Department of Computer Science, University of Saskatchewan, Saskatoon, Canada.
Department of Mathematics and Statistics, University of Saskatchewan, Saskatoon, Canada.
BMC Genomics. 2017 Nov 17;18(Suppl 9):862. doi: 10.1186/s12864-017-4227-z.
Transposable elements (TEs) are interspersed DNA sequences that can move or copy to new positions within a genome. TEs are believed to promote speciation and their activities play a significant role in human disease. In the human genome, the 22 AluY and 6 AluS TE subfamilies have been the most recently active, and their transposition has been implicated in many inherited human diseases and in various forms of cancer. Therefore, understanding their transposition activity is very important and identifying the factors that affect their transpositional activity is of great interest. Recently, there has been some work done to quantify the activity levels of active Alu TEs based on variation in the sequence. Given this activity data, an analysis of TE activity based on the position of mutations is conducted.
A method/simulation is created to computationally predict so-called harmful mutation regions in the consensus sequence of a TE; that is, mutations that occur in these regions decrease the transpositional activity dramatically. The methods are applied to the most active subfamily, AluY, to identify the harmful regions, and seven harmful regions are identified within the AluY consensus with q-values less than 0.05. A supplementary simulation also shows that the identified harmful regions covering the AluYa5 RNA functional regions are not occurring by chance. This method is then applied to two additional TE families: the Alu family and the L1 family, to computationally detect the harmful regions in these elements.
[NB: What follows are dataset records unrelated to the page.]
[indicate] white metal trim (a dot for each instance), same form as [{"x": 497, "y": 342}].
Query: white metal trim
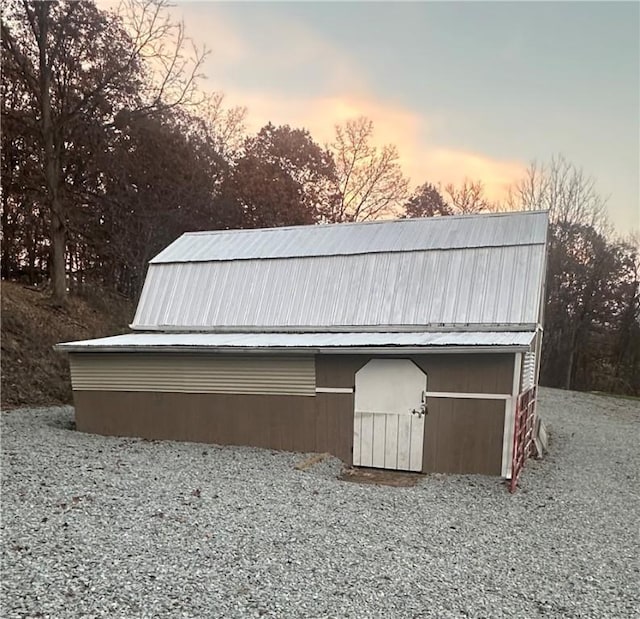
[
  {"x": 509, "y": 418},
  {"x": 469, "y": 396},
  {"x": 337, "y": 350}
]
We use a computational method to identify a set of harmful mutation regions. Mutations within the identified harmful regions decrease the transpositional activity of active elements. The correlation between the mutations within these regions and the transpositional activity of TEs are shown to be statistically significant. Verifications are presented using the activity of AluY elements and the secondary structure of the AluYa5 RNA, providing evidence that the method is successfully identifying harmful mutation regions.
转座元件(TEs)是散布在 DNA 序列中的可移动或复制到基因组内新位置的序列。TEs 被认为促进了物种形成,其活动在人类疾病中起着重要作用。在人类基因组中,22 个 AluY 和 6 个 AluS TE 亚家族是最近最活跃的,它们的转座已被牵连到许多遗传性人类疾病和各种形式的癌症中。因此,了解它们的转座活性非常重要,确定影响它们转座活性的因素也非常有趣。最近,已经有一些工作基于序列变化来量化活性 Alu TE 的活性水平。有了这些活性数据,就可以基于突变的位置对 TE 活性进行分析。
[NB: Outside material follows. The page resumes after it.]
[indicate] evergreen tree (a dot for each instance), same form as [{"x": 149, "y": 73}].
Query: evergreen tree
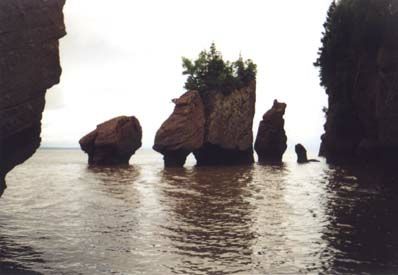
[{"x": 209, "y": 72}]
创建了一种方法/模拟来计算 TE 一致性序列中所谓的有害突变区域;也就是说,这些区域发生的突变会极大地降低转座活性。该方法应用于最活跃的亚家族 AluY,以确定有害区域,并在 AluY 一致性中确定了七个 q 值小于 0.05 的有害区域。补充模拟还表明,覆盖 AluYa5 RNA 功能区域的识别出的有害区域并非偶然发生。然后将该方法应用于另外两个 TE 家族:Alu 家族和 L1 家族,以计算这些元件中的有害区域。
我们使用一种计算方法来识别一组有害突变区域。这些识别出的有害区域内的突变会降低活性元件的转座活性。这些区域内的突变与 TE 转座活性之间的相关性被证明具有统计学意义。使用 AluY 元素的活性和 AluYa5 RNA 的二级结构进行验证,提供了该方法成功识别有害突变区域的证据。